Annual goals: The team reviews the progress the student has made toward meeting his annual goals then together they develop new or revised goals. The goals will be specific, measurable, and unique to the student.
Individualized supports and services: The team will discuss how well the student's accommodations, modifications, and specialized instruction are working. Then the team updates the supports and services to match the student's PLOP and new goals.
The results of the student's most recent evaluation, if there is one: Every student will be re-evaluated every three years. The school psychologist or other professionals (Speech Therapist) conducting the evaluation will explain the results at the IEP meeting.
What is in an IEP? Each IEP will look different as they are made to cater to each student's unique needs. Every IEP however, will contain the following things:
The student's present level of educational performance (PLOP)
The results of the student's evaluations and tests
Special education and related services to be provided (i.e. if the student is receiving Speech Therapy it will state this and the frequency that they will receive it)
Accommodations and modifications: these help the student to be successful in the general education curriculum; Accommodations are changes in how a student learns and participates, i.e. being given extra time on tests.
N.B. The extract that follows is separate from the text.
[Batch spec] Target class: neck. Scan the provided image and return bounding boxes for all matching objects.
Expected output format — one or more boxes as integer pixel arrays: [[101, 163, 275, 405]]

Modifications are changes in what is taught to or expected, this is the grade-level expectations a student must meet
Supplementary aids and services: Supports to help a student learn in the general education classroom, i.e. a one-on-one aide, highlighted classroom notes, or assistive technology
Annual educational goals
A description of how the student's progress will be measured and reported to the parent
An explanation of how much the student will participate in general education classes and extracurricular activities
The date the IEP will go into effect
Depending on the student's age and situation it might also include:
A transition plan: services and supports to help a student graduate from high school and achieve post-high school goals
Extended school year services: some students may receive special education services outside of the regular school year such as during the summer
How does it start? Until a parent gives consent, the school can not start providing special education services. At the end of the IEP meeting, the parent will be asked for signed consent to the proposed IEP. If a parent doesn't feel comfortable, they have the right to take the IEP home to review it. If a parent isn't satisfied with the proposed IEP, they have different options:
Accept only parts of the proposed IEP
Refuse the entire proposed IEP
Ask for another meeting to discuss concerns
If the parent and school cannot come to an agreement, IDEA gives parents the following options:
Ask for a mediation session: a mediator helps each party express and understand their positions to help the group reach and agreement
File a due process complaint: If the parent is not satisfied with the results of the mediation they can request a due process hearing by writing an official letter. This is a formal meeting where parents and school officials present arguments and evidence to a hearing officer or administrative law judge.
Hold a resolution session: Before the due process hearing the school district will hold a resolution session. This is a meeting between the parents, members of the IEP team, and a district representative.
File a civil lawsuit: This is the most extreme option available, it requires parents to hire an attorney and go through extensive legal proceeding.